Destination Information - Memphis, Tennessee, USA
Set high on the eastern bank of the mighty Mississippi River, in the southwestern corner of Tennessee, Memphis is known the world over as an immensely musical city - the cradle of the blues, the birthplace of rock 'n' roll and the location of Graceland, Elvis Presley's flamboyant mansion.
However, there is much more to Memphis than music. Named after the capital of ancient Egypt (a reference to the Mississippi being the Nile of America) this city is a hustler, an enterprising metropolis with trade running through its veins.
There is evidence that its origins as a settlement date back to at least AD1000, when Native Americans lived and worshipped here.

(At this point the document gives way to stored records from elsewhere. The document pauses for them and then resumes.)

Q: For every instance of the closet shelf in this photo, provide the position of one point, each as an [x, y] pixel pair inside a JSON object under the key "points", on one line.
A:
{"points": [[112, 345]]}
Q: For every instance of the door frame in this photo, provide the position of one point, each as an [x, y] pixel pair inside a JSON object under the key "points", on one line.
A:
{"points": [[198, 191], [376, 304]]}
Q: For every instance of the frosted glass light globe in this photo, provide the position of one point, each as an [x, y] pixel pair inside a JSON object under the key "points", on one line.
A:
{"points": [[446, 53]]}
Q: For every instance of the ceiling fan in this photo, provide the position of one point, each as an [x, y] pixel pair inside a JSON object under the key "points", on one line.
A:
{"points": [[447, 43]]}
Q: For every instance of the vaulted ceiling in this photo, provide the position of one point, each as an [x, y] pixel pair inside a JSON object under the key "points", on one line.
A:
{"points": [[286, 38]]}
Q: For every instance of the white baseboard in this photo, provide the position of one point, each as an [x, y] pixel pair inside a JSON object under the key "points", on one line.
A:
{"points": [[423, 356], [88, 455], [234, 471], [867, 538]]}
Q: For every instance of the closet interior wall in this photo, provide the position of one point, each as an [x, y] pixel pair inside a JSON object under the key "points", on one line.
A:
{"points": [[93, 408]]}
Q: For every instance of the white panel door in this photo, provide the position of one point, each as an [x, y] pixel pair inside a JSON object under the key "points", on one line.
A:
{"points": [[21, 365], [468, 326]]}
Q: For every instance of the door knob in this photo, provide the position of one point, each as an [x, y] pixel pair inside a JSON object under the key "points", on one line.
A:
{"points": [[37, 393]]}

The modern town was founded in 1819, after its strategic position, high enough above the river to escape flooding, had attracted the attention of European settlers.
A natural crossroads between New Orleans, St Louis and Chicago, Memphis became an important trading centre in the mid 19th century and the main shipping port for cotton grown in the Mississippi Delta. Its climate is not inhospitable (although summers are hot and humid, the winters are generally mild) and the city soon grew, spreading eastwards from the river.

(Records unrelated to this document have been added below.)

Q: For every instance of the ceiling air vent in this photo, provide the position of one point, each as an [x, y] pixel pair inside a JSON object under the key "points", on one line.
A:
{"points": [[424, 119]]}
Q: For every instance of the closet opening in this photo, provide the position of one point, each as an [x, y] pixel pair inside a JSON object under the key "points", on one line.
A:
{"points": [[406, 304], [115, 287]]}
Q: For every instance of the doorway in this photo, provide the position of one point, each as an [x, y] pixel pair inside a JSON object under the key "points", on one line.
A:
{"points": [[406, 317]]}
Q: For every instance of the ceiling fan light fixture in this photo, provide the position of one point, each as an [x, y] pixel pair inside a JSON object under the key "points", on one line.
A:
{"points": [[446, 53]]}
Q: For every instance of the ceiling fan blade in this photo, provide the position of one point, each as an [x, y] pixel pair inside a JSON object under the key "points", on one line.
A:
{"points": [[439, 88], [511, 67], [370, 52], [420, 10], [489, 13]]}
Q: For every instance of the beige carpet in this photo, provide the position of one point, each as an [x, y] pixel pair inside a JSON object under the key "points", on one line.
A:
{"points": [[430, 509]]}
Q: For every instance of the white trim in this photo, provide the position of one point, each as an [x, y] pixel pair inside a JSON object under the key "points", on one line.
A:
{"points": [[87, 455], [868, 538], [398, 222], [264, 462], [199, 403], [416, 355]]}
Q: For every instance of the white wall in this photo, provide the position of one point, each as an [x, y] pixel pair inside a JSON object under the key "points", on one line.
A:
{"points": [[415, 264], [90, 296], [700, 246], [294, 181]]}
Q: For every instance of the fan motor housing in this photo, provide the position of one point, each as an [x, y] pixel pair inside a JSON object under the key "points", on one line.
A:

Today, Memphis is an intriguing mix of old and new, with shabby warehouses and serene Victorian villas jostling for space with modern skyscrapers and gleaming shopping malls. Construction is booming, and a striking new landmark building is planned to house retail and office space, a hotel and restaurants. The work ethic is strong and the city is home to many contemporary companies, although traditional industries are still important - as evidenced by the cotton exchanges in the Downtown area, which are still at the heart of the world cotton trade.